- Abstract: In this work, we propose a goal-driven collaborative task that contains language, vision, and action in a virtual environment as its core components. Specifically, we develop a Collaborative image-Drawing game between two agents, called CoDraw. Our game is grounded in a virtual world that contains movable clip art objects. The game involves two players: a Teller and a Drawer. The Teller sees an abstract scene containing multiple clip art pieces in a semantically meaningful configuration, while the Drawer tries to reconstruct the scene on an empty canvas using available clip art pieces. The two players communicate via two-way communication using natural language. We collect the CoDraw dataset of ~10K dialogs consisting of ~138K messages exchanged between human agents.
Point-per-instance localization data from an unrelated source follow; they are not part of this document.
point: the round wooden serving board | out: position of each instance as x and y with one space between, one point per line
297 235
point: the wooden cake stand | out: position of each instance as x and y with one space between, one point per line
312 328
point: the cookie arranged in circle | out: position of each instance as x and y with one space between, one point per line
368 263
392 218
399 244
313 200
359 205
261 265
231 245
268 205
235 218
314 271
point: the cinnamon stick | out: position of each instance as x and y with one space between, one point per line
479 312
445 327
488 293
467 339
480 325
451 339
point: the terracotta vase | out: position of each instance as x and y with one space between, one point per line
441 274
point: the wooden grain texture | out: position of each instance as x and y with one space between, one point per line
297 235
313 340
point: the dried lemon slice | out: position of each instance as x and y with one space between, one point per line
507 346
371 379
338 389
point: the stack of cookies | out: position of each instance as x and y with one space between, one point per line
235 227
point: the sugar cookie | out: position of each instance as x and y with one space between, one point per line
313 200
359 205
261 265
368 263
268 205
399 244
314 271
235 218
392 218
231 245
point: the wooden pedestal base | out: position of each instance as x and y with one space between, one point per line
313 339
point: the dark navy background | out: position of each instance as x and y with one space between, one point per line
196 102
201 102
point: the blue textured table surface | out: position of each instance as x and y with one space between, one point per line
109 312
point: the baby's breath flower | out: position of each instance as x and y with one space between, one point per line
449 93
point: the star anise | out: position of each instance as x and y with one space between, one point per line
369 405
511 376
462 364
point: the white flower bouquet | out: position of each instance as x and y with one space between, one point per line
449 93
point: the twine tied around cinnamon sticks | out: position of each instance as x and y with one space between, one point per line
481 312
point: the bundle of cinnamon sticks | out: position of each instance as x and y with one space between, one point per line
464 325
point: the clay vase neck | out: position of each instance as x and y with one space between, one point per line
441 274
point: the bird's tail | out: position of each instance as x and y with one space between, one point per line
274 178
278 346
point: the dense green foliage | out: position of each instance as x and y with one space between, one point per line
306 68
We define protocols and metrics to evaluate the effectiveness of learned agents on this testbed, highlighting the need for a novel "crosstalk" condition which pairs agents trained independently on disjoint subsets of the training data for evaluation. We present models for our task, including simple but effective baselines and neural network approaches trained using a combination of imitation learning and goal-driven training. All models are benchmarked using both fully automated evaluation and by playing the game with live human agents.
- Keywords: CoDraw, collaborative drawing, grounded language
- TL;DR: We introduce a dataset, models, and training + evaluation protocols for a collaborative drawing task that allows studying goal-driven and perceptually + actionably grounded language generation and understanding.